A persistência do racismo na sociedade brasileira
Enviada em 28/01/2020
Embora mais da metade da população se declare negra ou parda, há um abismo social gritante quanto a questão racial, a marginalização do negro vem de consequências ainda coloniais, mesmo após anos de exploração, nunca houve reparação, ficando a figura do negro alocadas em nichos culturais e negligenciada no dia a dia.
Nos Estados Unidos da América pós-independência existiam promessas de reparação após a abolição dos escravos africanos, pouco se fez mas já existia uma ideia sobre o assunto, décadas após, o Brasil no seu processo abolicionista, promoveu uma “liberdade” que consistiu em soltar as correntes e lançar os “libertos” na rua sem as condições mínimas de desenvolver trabalhos capacitados, nem recursos para que fossem autônomos, sendo forçados a encontrar abrigo em barracos suburbanos, o que reflete hoje nas favelas e nos subempregos da população negra no Brasil.
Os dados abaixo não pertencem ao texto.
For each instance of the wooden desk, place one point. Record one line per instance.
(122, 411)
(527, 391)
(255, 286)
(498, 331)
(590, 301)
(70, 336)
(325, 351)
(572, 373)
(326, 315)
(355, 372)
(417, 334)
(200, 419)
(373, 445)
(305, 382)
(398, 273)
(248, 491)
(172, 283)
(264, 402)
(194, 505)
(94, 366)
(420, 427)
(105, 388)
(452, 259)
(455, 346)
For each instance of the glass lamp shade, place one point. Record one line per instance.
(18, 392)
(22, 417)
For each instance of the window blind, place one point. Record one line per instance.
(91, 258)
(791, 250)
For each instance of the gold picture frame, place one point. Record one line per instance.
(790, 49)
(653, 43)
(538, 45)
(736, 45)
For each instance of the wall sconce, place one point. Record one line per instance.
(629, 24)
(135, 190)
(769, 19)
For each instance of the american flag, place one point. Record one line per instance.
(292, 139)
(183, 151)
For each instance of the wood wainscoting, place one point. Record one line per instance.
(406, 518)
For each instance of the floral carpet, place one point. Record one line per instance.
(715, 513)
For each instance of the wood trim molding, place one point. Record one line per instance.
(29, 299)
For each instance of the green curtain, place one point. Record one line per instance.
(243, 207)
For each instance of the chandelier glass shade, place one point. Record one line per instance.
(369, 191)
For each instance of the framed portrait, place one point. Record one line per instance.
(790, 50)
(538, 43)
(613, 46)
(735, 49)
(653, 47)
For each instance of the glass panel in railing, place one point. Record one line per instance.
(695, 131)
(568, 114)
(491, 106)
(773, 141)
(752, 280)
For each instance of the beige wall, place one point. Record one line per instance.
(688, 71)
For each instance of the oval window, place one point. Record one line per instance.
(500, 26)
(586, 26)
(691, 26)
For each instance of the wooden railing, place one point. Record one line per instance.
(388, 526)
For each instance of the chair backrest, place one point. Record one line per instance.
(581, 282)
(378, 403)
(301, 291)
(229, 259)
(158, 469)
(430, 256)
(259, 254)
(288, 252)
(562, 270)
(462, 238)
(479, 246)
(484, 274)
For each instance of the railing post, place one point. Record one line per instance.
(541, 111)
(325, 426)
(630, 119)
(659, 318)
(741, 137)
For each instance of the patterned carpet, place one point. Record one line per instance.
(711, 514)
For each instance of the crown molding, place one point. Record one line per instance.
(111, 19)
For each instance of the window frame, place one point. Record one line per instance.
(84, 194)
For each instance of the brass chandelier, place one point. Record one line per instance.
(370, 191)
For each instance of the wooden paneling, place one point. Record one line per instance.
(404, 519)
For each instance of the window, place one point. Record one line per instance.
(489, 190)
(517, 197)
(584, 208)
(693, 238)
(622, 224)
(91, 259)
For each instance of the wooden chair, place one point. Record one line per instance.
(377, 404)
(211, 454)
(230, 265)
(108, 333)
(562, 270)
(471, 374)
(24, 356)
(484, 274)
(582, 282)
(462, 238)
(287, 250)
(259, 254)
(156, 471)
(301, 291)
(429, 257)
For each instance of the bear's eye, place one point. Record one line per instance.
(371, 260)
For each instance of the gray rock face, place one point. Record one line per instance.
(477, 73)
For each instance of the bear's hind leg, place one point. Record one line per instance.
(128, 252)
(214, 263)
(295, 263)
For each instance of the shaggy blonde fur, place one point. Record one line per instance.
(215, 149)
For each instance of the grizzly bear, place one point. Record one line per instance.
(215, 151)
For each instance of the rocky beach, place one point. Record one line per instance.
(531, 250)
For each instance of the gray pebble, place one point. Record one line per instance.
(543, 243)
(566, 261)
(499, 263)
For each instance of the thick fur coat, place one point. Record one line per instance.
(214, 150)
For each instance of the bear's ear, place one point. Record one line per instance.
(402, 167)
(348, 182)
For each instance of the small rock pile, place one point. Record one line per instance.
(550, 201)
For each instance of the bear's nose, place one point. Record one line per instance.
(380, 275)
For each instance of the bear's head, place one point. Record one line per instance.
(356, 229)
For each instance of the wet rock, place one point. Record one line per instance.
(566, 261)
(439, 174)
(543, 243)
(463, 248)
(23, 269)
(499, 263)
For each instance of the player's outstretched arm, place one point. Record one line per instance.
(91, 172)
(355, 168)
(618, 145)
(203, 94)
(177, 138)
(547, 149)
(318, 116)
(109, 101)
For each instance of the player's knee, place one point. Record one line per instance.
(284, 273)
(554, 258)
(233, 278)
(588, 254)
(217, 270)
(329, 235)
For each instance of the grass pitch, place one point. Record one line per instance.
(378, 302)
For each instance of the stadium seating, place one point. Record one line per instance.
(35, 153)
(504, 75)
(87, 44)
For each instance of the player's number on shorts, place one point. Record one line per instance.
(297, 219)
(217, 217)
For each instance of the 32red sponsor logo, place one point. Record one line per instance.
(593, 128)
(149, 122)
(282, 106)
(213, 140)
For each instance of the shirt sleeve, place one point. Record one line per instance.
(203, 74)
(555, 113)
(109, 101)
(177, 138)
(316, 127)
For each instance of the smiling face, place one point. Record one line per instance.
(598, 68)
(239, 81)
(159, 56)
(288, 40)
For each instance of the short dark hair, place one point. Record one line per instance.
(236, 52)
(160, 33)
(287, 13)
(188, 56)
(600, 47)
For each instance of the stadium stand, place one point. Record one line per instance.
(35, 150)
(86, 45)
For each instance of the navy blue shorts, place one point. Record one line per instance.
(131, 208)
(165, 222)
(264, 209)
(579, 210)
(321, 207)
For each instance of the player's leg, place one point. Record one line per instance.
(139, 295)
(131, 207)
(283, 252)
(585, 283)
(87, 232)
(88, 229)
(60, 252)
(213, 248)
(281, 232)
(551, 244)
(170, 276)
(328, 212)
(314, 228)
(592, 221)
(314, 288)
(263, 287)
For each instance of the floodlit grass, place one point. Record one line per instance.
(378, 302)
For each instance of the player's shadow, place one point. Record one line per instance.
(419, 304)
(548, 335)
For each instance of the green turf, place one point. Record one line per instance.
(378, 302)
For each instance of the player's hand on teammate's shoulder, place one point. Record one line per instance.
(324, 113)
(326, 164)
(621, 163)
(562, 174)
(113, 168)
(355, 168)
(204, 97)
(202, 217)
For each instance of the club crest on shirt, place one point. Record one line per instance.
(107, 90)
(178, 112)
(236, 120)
O papel do negro se destacou fortemente na cultura brasileira, nomes pujantes na música como Grande Otelo, no esporte temos o Atleta do Século: Edson Arantes do Nascimento, nosso Pelé. Porém, toda essa representatividade na cultura na cultura pouco, se reflete em outras áreas importantes da sociedade, como política e ciência. A cultura racista no Brasil consiste em brasileiros que dançam ao som do maestro Cartola, comemoram o milésimo gol do Pelé, mas na sua rotina encontra afrodescendentes em funções “inferiores” sendo flanelinhas, vendendo bala no sinal, a noite estão na televisão sendo presos pela polícia.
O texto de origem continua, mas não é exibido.